I just saw this post on X, and it got me thinking—about money. Specifically, about what it means to grow up in a world where you might never actually touch it.
The post mentioned Gen Z not handling physical money. And sure, they know what money is—they see the numbers in their bank app, they use Venmo to split dinner, DoorDash to order food, maybe even PayPal or Zelle to pay rent. But how many have physically held a dollar bill or a coin? Are there young adults out there who have never actually touched cash?
It seems very possible. A paycheck is direct deposit. A coffee is tapped and paid via Apple Pay. Everything lives in the cloud or on the screen. That alone could shift their entire psychological relationship with money. If it’s just a number on a phone, does it feel real?
I’m 47, a late-stage Gen Xer. I’ve held change in my pocket, folded bills in my wallet, even balanced a checkbook—manually. I grew up in a world without YouTube or cell phones, where money was tangible. It was paper, metal, and weight in your hand. There’s a visceral connection that came with counting bills or digging for quarters. It made money feel more finite, more “real.”

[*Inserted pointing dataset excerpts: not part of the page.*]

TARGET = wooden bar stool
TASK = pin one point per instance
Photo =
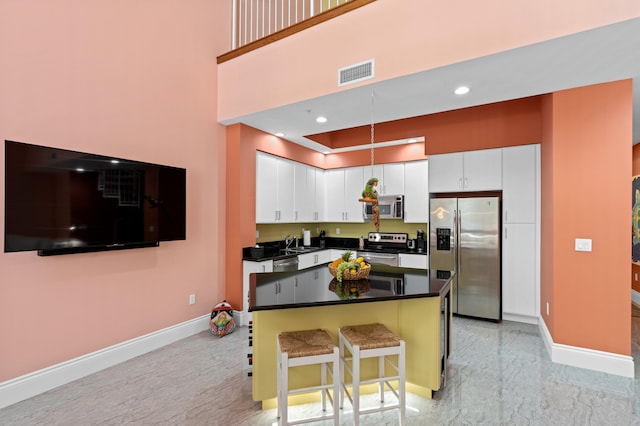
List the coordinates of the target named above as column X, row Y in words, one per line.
column 308, row 347
column 371, row 341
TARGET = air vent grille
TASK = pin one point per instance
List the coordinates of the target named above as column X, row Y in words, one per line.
column 355, row 73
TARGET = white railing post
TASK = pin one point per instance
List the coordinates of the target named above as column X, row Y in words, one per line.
column 255, row 19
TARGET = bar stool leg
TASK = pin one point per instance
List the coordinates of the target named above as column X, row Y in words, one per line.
column 283, row 398
column 355, row 383
column 401, row 385
column 342, row 376
column 381, row 374
column 323, row 392
column 336, row 389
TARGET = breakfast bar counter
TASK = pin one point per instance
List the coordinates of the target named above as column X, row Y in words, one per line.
column 413, row 303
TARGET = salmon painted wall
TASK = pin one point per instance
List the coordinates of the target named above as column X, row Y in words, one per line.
column 484, row 126
column 588, row 152
column 452, row 25
column 134, row 80
column 635, row 268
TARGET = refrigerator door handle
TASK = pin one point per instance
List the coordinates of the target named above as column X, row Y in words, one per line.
column 457, row 222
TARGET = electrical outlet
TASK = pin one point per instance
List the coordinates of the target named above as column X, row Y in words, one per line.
column 583, row 244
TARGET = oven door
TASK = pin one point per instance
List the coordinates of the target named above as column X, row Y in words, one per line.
column 385, row 286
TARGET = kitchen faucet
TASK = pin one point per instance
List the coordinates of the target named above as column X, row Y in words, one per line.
column 289, row 239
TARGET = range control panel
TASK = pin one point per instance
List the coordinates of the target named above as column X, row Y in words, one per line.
column 388, row 237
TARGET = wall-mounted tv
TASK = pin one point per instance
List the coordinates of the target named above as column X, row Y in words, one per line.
column 60, row 202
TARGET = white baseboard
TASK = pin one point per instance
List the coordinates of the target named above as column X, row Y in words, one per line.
column 242, row 317
column 606, row 362
column 527, row 319
column 32, row 384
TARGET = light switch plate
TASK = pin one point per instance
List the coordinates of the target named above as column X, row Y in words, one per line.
column 583, row 244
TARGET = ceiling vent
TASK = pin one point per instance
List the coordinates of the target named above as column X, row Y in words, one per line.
column 355, row 73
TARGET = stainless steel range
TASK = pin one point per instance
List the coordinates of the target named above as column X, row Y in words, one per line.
column 382, row 248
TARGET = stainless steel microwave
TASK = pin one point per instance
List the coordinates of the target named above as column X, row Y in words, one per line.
column 390, row 207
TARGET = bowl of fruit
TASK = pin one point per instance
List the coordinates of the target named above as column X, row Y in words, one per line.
column 344, row 268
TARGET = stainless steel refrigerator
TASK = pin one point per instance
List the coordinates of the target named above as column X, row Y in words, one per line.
column 464, row 236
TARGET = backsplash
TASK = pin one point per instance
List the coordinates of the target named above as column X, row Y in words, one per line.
column 275, row 232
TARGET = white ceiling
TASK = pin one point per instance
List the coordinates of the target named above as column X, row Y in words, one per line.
column 605, row 54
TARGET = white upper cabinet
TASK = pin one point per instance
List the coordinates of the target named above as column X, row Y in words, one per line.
column 466, row 171
column 319, row 195
column 390, row 178
column 416, row 192
column 343, row 189
column 274, row 189
column 334, row 202
column 519, row 183
column 307, row 204
column 301, row 207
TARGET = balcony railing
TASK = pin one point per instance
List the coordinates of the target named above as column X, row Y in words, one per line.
column 259, row 22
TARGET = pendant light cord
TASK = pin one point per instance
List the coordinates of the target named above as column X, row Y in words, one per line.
column 372, row 133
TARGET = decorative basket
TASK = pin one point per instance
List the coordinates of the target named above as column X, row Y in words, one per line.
column 348, row 276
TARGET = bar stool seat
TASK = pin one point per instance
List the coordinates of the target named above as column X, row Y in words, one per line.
column 307, row 347
column 372, row 341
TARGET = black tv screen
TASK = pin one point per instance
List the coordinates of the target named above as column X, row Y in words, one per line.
column 59, row 201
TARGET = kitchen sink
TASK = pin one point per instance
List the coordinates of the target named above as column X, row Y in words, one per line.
column 292, row 250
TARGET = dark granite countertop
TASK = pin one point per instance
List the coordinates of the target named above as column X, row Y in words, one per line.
column 275, row 250
column 316, row 287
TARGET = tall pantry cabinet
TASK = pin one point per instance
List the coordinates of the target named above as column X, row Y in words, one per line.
column 516, row 172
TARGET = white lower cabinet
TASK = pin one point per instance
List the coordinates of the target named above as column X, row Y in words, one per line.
column 519, row 277
column 249, row 267
column 418, row 261
column 312, row 259
column 308, row 286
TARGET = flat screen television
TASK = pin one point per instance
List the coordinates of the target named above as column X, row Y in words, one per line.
column 60, row 202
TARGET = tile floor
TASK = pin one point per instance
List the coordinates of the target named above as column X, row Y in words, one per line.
column 499, row 374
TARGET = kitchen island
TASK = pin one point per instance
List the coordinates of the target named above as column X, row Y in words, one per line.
column 413, row 303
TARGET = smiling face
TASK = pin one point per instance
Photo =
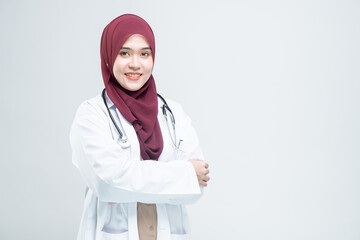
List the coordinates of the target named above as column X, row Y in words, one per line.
column 134, row 63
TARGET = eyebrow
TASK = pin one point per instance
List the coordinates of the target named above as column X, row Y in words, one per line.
column 127, row 48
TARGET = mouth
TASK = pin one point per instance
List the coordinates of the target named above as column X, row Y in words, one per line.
column 133, row 76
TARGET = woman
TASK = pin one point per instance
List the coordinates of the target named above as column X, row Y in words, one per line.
column 115, row 136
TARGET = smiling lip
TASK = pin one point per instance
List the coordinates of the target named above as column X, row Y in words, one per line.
column 133, row 76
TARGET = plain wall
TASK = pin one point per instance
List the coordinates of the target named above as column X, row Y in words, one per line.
column 272, row 88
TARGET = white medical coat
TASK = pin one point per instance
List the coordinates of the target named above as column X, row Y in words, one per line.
column 114, row 174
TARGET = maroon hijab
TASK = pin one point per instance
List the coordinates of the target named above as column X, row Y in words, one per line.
column 140, row 108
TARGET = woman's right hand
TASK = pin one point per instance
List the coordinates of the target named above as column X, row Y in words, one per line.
column 202, row 171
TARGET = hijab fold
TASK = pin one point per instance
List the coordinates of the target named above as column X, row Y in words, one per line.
column 140, row 107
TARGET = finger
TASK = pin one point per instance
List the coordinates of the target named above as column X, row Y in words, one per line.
column 203, row 184
column 206, row 179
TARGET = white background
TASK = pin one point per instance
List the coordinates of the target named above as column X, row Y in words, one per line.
column 272, row 88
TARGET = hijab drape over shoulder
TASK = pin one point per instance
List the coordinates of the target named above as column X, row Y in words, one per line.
column 140, row 108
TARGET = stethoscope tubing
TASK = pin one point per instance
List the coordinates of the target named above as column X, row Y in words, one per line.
column 123, row 140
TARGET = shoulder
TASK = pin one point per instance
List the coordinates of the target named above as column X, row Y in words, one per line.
column 175, row 107
column 92, row 106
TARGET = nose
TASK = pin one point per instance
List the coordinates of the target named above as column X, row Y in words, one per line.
column 134, row 63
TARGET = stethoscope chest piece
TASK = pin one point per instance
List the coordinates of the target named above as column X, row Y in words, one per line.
column 123, row 142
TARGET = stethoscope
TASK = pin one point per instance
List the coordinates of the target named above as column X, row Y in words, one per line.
column 123, row 140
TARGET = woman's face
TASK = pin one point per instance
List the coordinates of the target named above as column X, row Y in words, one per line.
column 134, row 63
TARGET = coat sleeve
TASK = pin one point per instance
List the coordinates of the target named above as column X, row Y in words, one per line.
column 109, row 172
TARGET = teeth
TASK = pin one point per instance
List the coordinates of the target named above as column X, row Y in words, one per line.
column 133, row 75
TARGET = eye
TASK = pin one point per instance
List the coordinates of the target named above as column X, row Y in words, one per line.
column 145, row 54
column 124, row 53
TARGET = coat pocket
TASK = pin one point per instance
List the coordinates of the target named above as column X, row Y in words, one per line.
column 180, row 237
column 114, row 236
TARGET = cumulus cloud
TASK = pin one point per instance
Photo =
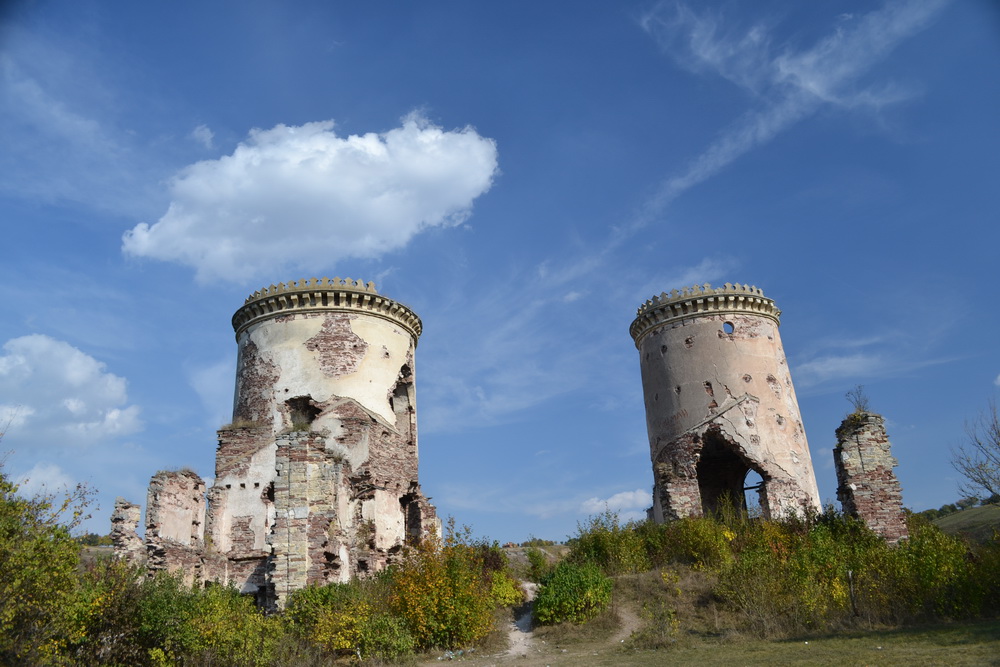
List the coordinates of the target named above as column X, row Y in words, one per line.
column 52, row 393
column 214, row 386
column 44, row 478
column 203, row 135
column 619, row 502
column 305, row 197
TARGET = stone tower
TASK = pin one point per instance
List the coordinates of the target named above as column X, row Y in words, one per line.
column 867, row 488
column 316, row 477
column 720, row 403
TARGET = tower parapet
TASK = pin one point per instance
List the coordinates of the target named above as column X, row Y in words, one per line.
column 317, row 295
column 698, row 301
column 720, row 403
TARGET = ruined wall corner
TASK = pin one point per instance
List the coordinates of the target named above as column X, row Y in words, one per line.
column 867, row 487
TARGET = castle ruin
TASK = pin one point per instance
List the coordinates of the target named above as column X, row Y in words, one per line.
column 720, row 404
column 316, row 477
column 867, row 487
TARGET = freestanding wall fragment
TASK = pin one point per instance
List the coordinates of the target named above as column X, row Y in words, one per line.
column 720, row 403
column 867, row 487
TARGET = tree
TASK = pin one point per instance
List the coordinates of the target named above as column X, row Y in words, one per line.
column 977, row 458
column 38, row 562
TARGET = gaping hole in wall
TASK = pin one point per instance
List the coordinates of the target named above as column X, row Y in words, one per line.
column 302, row 412
column 411, row 517
column 722, row 475
column 402, row 399
column 753, row 493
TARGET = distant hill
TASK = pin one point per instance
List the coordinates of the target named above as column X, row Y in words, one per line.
column 976, row 523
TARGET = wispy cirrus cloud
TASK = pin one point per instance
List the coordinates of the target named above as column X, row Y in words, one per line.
column 787, row 85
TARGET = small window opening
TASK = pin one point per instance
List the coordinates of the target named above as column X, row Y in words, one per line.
column 302, row 412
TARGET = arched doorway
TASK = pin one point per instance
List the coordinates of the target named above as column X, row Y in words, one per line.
column 726, row 478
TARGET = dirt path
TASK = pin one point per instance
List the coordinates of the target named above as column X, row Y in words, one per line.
column 520, row 635
column 630, row 623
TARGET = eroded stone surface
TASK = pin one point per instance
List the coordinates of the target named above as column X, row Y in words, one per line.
column 867, row 487
column 124, row 539
column 316, row 479
column 720, row 404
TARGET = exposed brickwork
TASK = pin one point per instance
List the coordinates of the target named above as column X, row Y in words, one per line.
column 340, row 349
column 316, row 480
column 866, row 484
column 175, row 518
column 255, row 380
column 125, row 540
column 236, row 446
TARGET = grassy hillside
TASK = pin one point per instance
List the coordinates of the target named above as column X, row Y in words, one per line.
column 976, row 523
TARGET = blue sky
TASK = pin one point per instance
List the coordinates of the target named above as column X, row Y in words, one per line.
column 523, row 175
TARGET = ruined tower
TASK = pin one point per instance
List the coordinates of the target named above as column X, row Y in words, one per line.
column 867, row 487
column 316, row 477
column 720, row 403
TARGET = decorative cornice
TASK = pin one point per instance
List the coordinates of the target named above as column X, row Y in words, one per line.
column 318, row 295
column 699, row 301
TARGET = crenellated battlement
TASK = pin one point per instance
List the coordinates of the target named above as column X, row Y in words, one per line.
column 699, row 301
column 323, row 295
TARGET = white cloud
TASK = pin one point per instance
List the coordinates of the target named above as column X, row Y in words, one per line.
column 619, row 502
column 54, row 394
column 790, row 85
column 203, row 135
column 44, row 478
column 214, row 386
column 305, row 197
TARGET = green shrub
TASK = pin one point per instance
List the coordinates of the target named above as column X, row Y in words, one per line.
column 572, row 592
column 38, row 572
column 700, row 542
column 442, row 592
column 538, row 564
column 615, row 548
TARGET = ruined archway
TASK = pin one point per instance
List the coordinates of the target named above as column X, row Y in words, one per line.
column 723, row 473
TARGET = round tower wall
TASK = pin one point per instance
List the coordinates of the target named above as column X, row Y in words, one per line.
column 720, row 401
column 322, row 356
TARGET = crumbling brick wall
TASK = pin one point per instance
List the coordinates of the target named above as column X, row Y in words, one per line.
column 125, row 540
column 175, row 519
column 720, row 404
column 867, row 487
column 316, row 479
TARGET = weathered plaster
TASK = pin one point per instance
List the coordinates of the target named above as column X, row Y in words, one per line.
column 316, row 479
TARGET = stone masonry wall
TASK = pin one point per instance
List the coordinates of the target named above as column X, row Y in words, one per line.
column 175, row 518
column 866, row 484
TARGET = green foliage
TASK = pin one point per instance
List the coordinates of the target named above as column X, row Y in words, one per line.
column 573, row 593
column 38, row 562
column 94, row 540
column 537, row 542
column 505, row 590
column 442, row 591
column 605, row 542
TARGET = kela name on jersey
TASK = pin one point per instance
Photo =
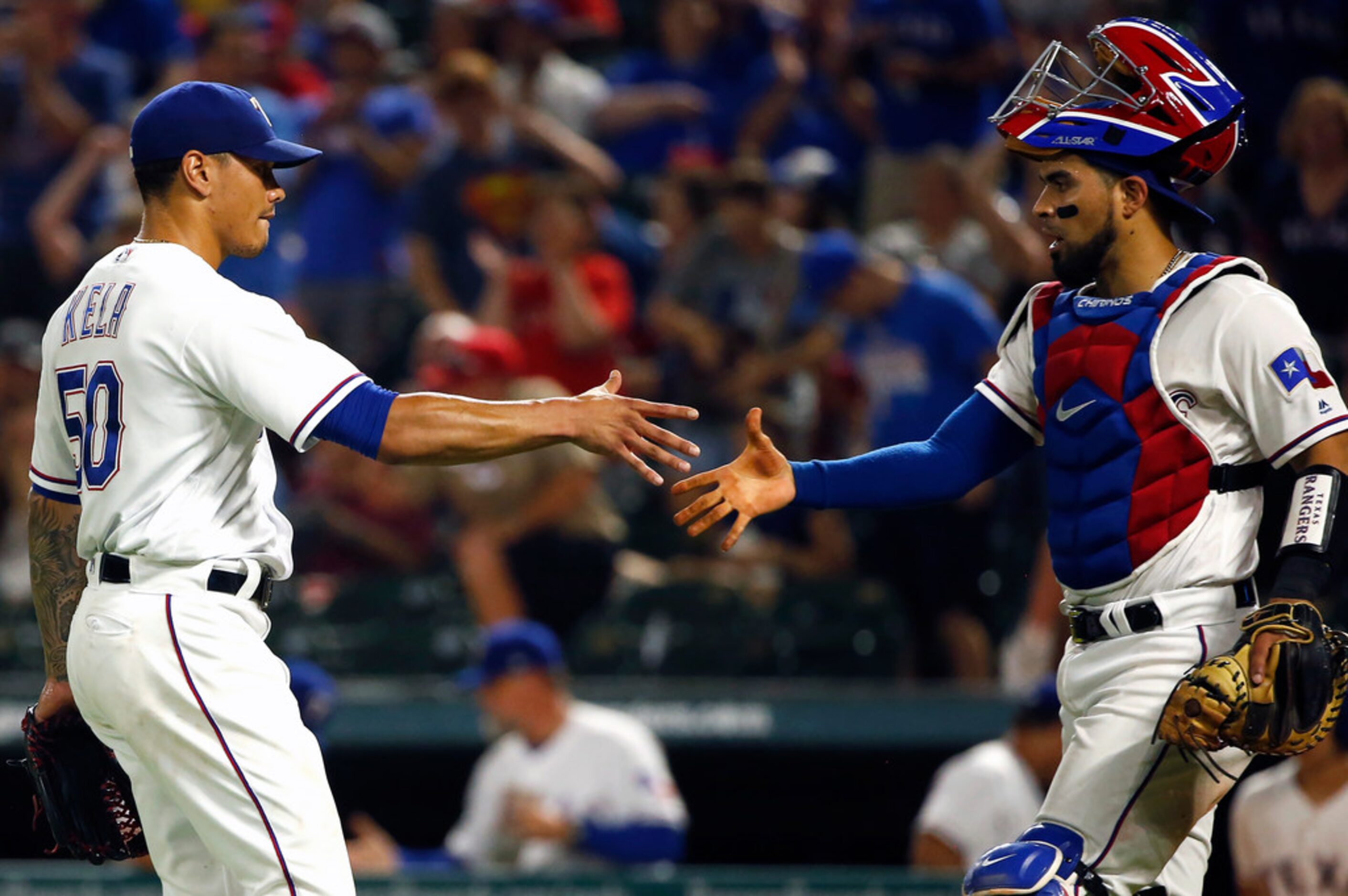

So it’s fascinating—and a little disorienting—to think about how younger generations process the concept of money. Not better or worse, just different. I don’t have the answers. I’m not Gen Z, and I’m not speaking for them. But I imagine this shift away from physical money changes how people see value, savings, even spending.
Sometimes I find myself marveling at how much the world has changed during my lifetime. And I wonder what it’s like to grow up with everything—videos, money, information—only ever existing in digital form. For kids still figuring out who they are, it must shape their worldview in ways we can barely guess at.
Just something that struck me. One of those passing thoughts that hits you and makes you pause.